Reward: Select a set of rewards for the “campaign.” This is an example of what you might use for the top reward…Those who have achieved the goal will receive two free passes allowing the recipient to leave with the students at the end of the day or arrive in the morning just before class starts on days of their choice with the exception of when their presence is expected for scheduled meetings.
Examples of potential incremental rewards:
At 33 percent completion of viewing the Bloodborne Pathogen module and one other Whitewater video, the principal stops to see the educator to thank him or her for completing and charting their work and asks, What was one thing that you learned or that caused you to think more deeply as a result of viewing the video? Make a list of the comments and post them.
Note: If asking the “what did you learn question” is intimidating to a particular individual, don’t ask it as that would change the activity from a reinforcer to a punisher.

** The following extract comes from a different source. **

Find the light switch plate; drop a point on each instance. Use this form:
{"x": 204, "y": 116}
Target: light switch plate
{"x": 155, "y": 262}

At 66 percent staff completion and charting, put an individually wrapped chocolate or piece of fruit in the mailbox of each person who has reached the 66 percent goal along with a note such as,
Thank you for viewing two Whitewater videos. Your commitment to professional development is important to the success of our students.
Remember, whatever reward chosen, it must be inclusive of every member of your staff. A person who is gluten intolerant cannot eat a cookie or other item made from wheat flour but can eat one made from rice flour. If the reward is not consumable or of use to each person who has earned the reward it becomes a punisher and may stop the desired behaviors in future charting efforts.

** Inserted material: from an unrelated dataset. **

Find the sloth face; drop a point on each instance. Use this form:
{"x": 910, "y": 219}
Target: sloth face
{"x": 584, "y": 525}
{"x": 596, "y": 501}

The activity included in the Whitewater Learning Toolkit titled Create a List of Reinforcers and Personalize Choices for the Individual will help the people providing the reinforcers know what is and what is not a reinforcer for an individual.
It is essential that those in charge of providing the incentives do not award them until the various levels have been met. It is also important that staff members learn to support each other by encouragement and other helps that each can provide to struggling members of their team, leading each to successfully complete his or her part of the goal. Make it clear Each individual’s success contributes to the full team’s success.
Create the opportunity for success: Make it easy for individual success as you begin to shape the desired behaviors. As it is a federal mandate for all employees to complete a refresher course on Bloodborne Pathogens and Right to Know each year, assign that as one of the modules that must be completed and charted as record that the employee has completed this requirement. Attach the second module to the functioning of your small learning communities. Either give each group choice or have them review a module that provides information on a target for the year addressing an area in need of school wide improvement that has been identified through analysis of data.
The chart: Put the chart in the mailroom or some other community space so that it is easily accessible and visible.